In 2004, Keasling received a $42.6 million grant from the Bill and Melinda Gates Foundation, through the Institute for OneWorld Health, a San Francisco-based nonprofit pharmaceutical company, to further develop his microbial artemisinin technology. A bio-tech start-up company, Amyris Biotechnologies, Inc., which is based in Emeryville, licensed the technology. In 2006, the collaboration reported the use of synthetic biology techniques to genetically engineer a strain of yeast (Saccharomyces cerevisiae) that was capable of producing high levels of artemisinic acid, the immediate precursor to artemisinin.

"Given the existence of known, relatively high-yielding chemistry for converting artemisinic acid to artemisinin or any other derivative that might be desired, microbial produced artemisinic acid is a viable source of this potent family of anti-malarial drugs," said Keasling when the yeast breakthrough was first announced.

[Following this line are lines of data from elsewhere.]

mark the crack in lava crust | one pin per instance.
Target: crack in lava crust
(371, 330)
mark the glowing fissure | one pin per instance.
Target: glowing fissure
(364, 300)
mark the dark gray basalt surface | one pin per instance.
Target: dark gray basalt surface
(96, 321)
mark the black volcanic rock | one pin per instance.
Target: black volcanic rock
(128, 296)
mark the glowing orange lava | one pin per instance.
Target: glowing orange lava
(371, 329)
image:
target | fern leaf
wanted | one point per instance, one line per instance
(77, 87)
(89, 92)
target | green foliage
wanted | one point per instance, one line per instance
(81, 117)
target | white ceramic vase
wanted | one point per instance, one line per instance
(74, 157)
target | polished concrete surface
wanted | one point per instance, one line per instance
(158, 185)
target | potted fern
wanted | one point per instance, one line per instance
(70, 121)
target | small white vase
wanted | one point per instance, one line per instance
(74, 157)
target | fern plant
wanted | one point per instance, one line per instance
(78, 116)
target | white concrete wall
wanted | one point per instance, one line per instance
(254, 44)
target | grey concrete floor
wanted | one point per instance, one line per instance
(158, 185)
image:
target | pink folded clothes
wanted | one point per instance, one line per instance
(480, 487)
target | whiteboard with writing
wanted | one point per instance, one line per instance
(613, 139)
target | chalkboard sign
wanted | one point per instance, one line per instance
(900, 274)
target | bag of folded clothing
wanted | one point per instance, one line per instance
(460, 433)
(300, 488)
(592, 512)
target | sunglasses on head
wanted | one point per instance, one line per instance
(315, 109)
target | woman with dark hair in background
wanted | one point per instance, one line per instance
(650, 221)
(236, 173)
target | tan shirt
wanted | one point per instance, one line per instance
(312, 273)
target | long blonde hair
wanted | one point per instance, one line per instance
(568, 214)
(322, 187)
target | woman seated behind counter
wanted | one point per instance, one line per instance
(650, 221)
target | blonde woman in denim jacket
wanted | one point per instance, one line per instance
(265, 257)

The engineering of the yeast was a three-step process in which Keasling and his group first created a new metabolic pathway in the yeast, similar to the one created in E. coli, then introduced bacterial and wormwood genes into the yeast's DNA that interacted with the yeast's own genes to produce amorphadiene. Finally, they cloned the gene from the wormwood tree that produces the enzyme P450, which the plant uses to convert amorphadiene to artemisinic acid, and expressed it in the amorphadiene-producing yeast strain.

"We got it right the first time we tried it," Keasling said at his AAAS talk. "This is not unprecedented in the literature but it is really memorable when it happens to you!."

Last year, Keasling and his collaborators formed a new partnership with Sanofi-aventis, a leading pharmaceutical company based in France, with the goal of mass-producing low-cost microbial-based artemisinin by 2010.

"Over the long run, we expect to be able to reduce the production costs by an order of magnitude, which will fulfill our goal of meeting and beating the current cost of plant-derived artemisinin," Keasling said. "The concept is to produce artemisinin cheaply and sell it to companies that will produce the right kinds of co-therapies and enable them to compete with companies that are trying to market artemisinin as a monotherapy."

Keasling said that the same synthetic biology techniques used to make the microbial-based artemisinin should be equally effective in the drive to produce a next generation of biofuels – carbon-neutral transportation fuels derived from plant biomass.

"Artemisinin is hydrocarbon and we built a microbial platform to produce it. We can remove a few of the genes to take out artemisinin and put in a different hydrocarbon to make biofuels."

As Keasling is fond of saying, "With the tools of synthetic biology, we don't have to just accept what Nature has given us."